Just a post of some working files that people want to hear.  Cary on...

I spent the past Sunday up at the monastery. Very happy day. Gorgeous weather. Kids running around being kids, filling the air of this re-purposed grade-school with old, familiar sounds. Mother's day. The Buddha's birthday. A celebration. I drove home leisurely, stopping in Longview for a bottle of water and a stretch, watching the classic, puffy white clouds as they appeared to scrape the top of the Lewis & Clark bridge. I started to think about joy and entropy for some reason. I don't know why. Maybe something to do with the apparent impermanence of clouds. Note the word "apparent".

When I got home, I took off my malas and set down my wagessa on my altar. I'd just sat down at my laptop to answer an email when my phone rang. It was one of our most senior students. She asked if I could get down to the dharma center double-time. Then the horror. One of our sangha members--someone who looked up to me at times and who I had been helping learn and grow confident in a service position--had very suddenly and tragically died. The specifics are not for me to go into here, but the sadness I felt is something I can talk about.

And sad doesn't cover it. I felt like I'd suddenly had fifty pounds put on each shoulder. I didn't know this person very well, but that had been changing recently, and I was actively enjoying getting to know her. To hear of this abject tragedy was such a blow, it felt a bit disproportionate to the personal connection that had been between the two of us, at least intellectually. Sad as it was, what made it sadder still was that there was something unsurprising about this as well.
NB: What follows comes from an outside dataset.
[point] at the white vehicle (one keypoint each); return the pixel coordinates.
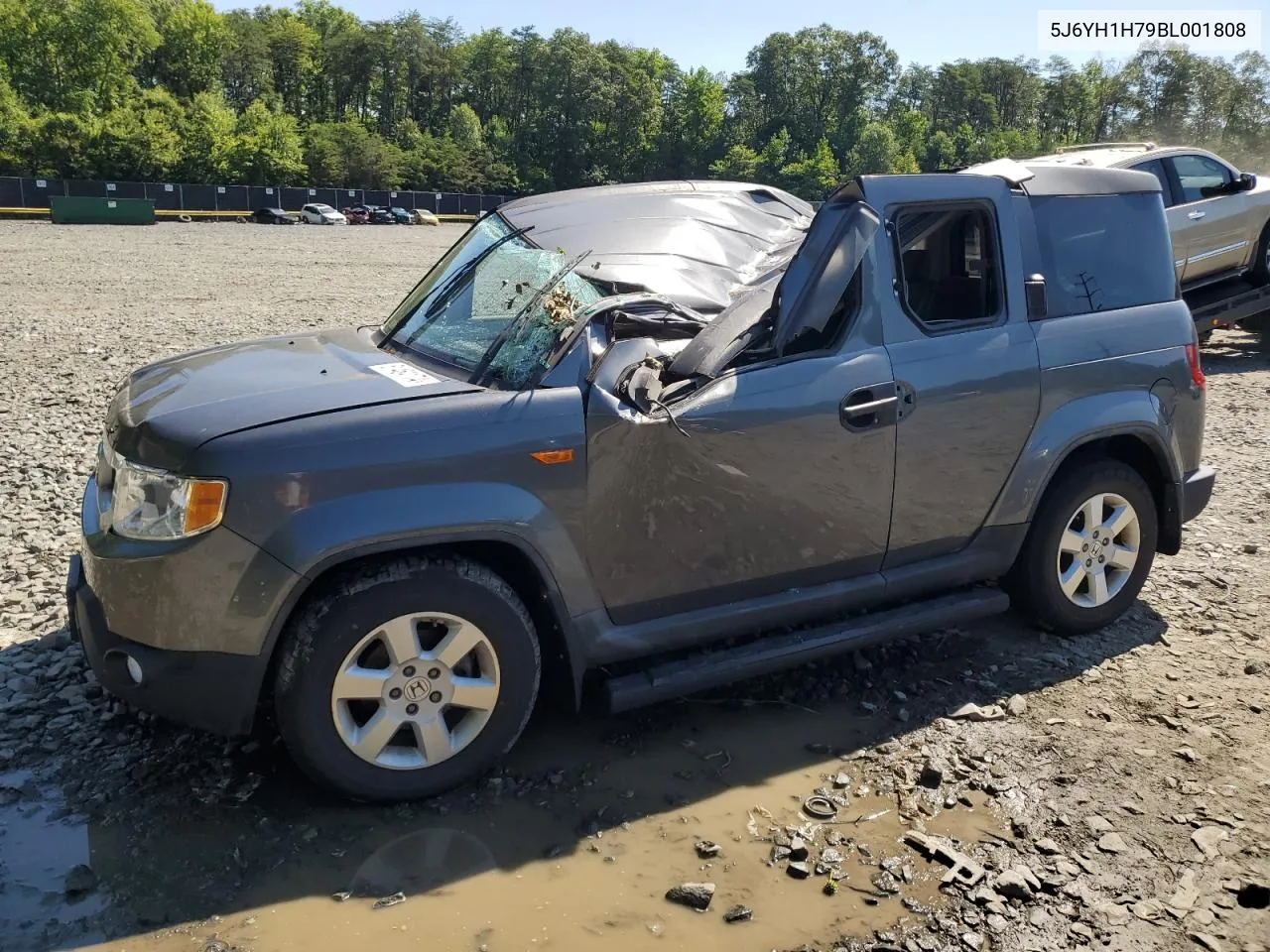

There are things tied in with Mother's Day that make it sadder yet. I grabbed up my wagessa and other things and headed to the zendo.

Shussho was there, looking like someone had just punched her in the face. I wanted to hug her immediately--she looked like a dam about to burst--but the hugs would start flying soon enough, and I wanted to support her efforts at noble stoicism by not punching a hole in her just then. Within ten minutes of arriving, about a dozen of us were gathered, including our two teachers. I found it interesting, and somewhat reassuring that even in their noble bearing and upekkhā, something was radiating a perturbation, as if a unanticipated wind has disturbed the perfect rake marks of the sand of a rock garden.

We sat.  We talked.  We cried.  We asked questions.  A friend with a strong Christian background offered up a song, and I allowed myself to just be present with it, letting its universality touch me.  Afterwords, we tried as best we could to simply go about the business of the night's service, which would be different than the regular sanzen because of the significance of the day.

The ceremony, a symbolic bathing of the baby Sidhartha with sweet tea under a bower of flowers, is always lovely, yet this time tinged with the sadness that someone who would typically be there that night, would not be pouring tea over the tiny statue with us, nor would she ever again.  It was harsh.

After I made my bows and poured the tea, my sensei silently motioned for me to go take the doan spot.  I often have this honor (and I do consider this an honor) because I have, as he has recently said to me, "a generally imperturbable nature in those roles", and the ability to 'wing it' rather well, which is helpful when a ceremony calls for something other than our boilerplate form.  I sat down on the cushion, and waited for cues from the ordained monastic.  But the perturbations were still ringing through time and space.  It was a bit bumpy on the way out of the ceremony, but we got through, as we always do.

On the way home, I was thinking about entropy again.  I stopped and thought about my lost friend in that light; how she was gone before she should have been, all because the Universe overwhelmed her.  I thought about the Dharma, and how it has made my life so much more manageable, and suddenly, I started feeling an anger welling up inside me.  If this worked so well for me, through my father's death, through my illness of mind and spirit, through the trauma of separation from my daughter, her return while in the throes of a serious addiction, my divorce after 9 years with someone... if the Dharma was so damn all-powerful, why couldn't it have changed this awful outcome for my friend and Dharma sister?

I sat a bit more when I got back.  It presented itself to me readily.  I posted it on my Facebook status, as is my practice after returning from the zendo, as a way to share that energy.  Typically it's a pithy or quirky inside reference to something said in a Dharma talk, or a little insight I may have had about practice.  But there was no pith here.  This felt like something solid.  Something carved in stone that I suddenly was faced with, as if I was walking a mountain path, turned a corner, and saw this carved into a giant edifice:

The Dharma cannot save you from pain and suffering. This is not because the Dharma is impotent; it is because 'to be saved from something' implies that there is someone to save, and something to be saved from. The distinction is subtle, but that distinction is true Dharma.
For the next few Thursdays, I will be taking over her service position, as a tribute to her.  I will do my very best to encourage her on as she goes through the bardos to whatever her karma has aimed her towards, but it will be with a somberness that I haven't felt in a long time.

She hugged me the night of my 5-precepts ceremony, just a few days ago.  It felt weird.  Now I know why.

Goodbye, Asia.  Move on.  And may your next life go well.